Slick.
Flesh on glossy paper.
He runs his finger over the image again and presses down gently with his fingertip as if to say, “I was here.” He lifts the oversized book from the nicked and worn reading table and tilts it beneath the fluorescent light until he can see the tiny map his finger left behind, a universe within a universe. A hand briefly touches his shoulder and a hushed voice, a voice like light from the past tells him, “Sir, the library will be closing in fifteen minutes.” He rotates in his chair, a flesh and blood satellite, smiles, and watches the librarian walk back to her desk. The industrial fan humming in the corner has loosened wisps of her auburn hair so that they float around the back of her neck, swirling like gases in the dust filled air. He blinks twice.
She is a new star forming and he will name her.
The scene is a Pompeii in the making, a life caught with its pants down. The coffee waits expectantly, a thin layer of dust coating the red tablecloth and the surface of the liquid, which long ago passed from hot to lukewarm to cold.
Over the edge of the table one dainty ginger paw lifts and muscles stretch until razor sharp claws snag what was once the crisp, flaky edge of a croissant. Feline teeth pierce an exterior now hardened by time. After devouring his share of the orphaned pastry in greedy, yet genteel, bites the cat lazily licks his whiskers, crouches and springs onto the table causing the dust to rise and glitter in the early light before disappearing again into itself. Sidestepping the now empty plate he sits and raises a paw to his pink tongue. The only sounds to be heard here are the purring of the cat and the buzzing of the flies. A fly hovering above the table catches his amber eye. Tensing, he leaps. The fly escapes but the vase tips and falls to the cold, hard floor.

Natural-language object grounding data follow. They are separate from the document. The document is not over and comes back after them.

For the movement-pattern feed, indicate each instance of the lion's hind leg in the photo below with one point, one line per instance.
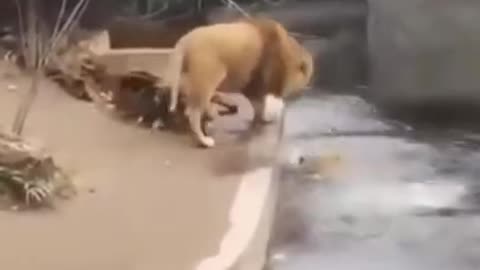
(199, 101)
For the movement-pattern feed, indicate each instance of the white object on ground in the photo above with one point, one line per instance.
(273, 108)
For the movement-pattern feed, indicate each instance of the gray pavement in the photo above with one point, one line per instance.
(398, 198)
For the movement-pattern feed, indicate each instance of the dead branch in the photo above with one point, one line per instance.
(38, 47)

Dried flowers and ceramic pieces now lie beside the still and mottled hand of a woman. A woman who had once waited expectantly alongside the coffee until that flash of light and sound like a million waves crashing caused her to rise from her seat. It might have felt like being plunged into a vacuum. It might have felt like the leap your heart makes the first time you fall in love. It may have felt different to everyone, but in one exhalation the human race stopped loving, stopped breathing, crumbled beneath that otherworldly wave of light, and fell to the earth. Now the woman lies like a doll without her stuffing, discarded, upon a beautiful marble floor. A Pompeii in the making, only with no one left to discover it. No one left to lament the horror and the beauty of what remains. A large, fluffy tail brushes lightly against a lifeless hand as the ginger cat walks toward the sound of birds waking outside.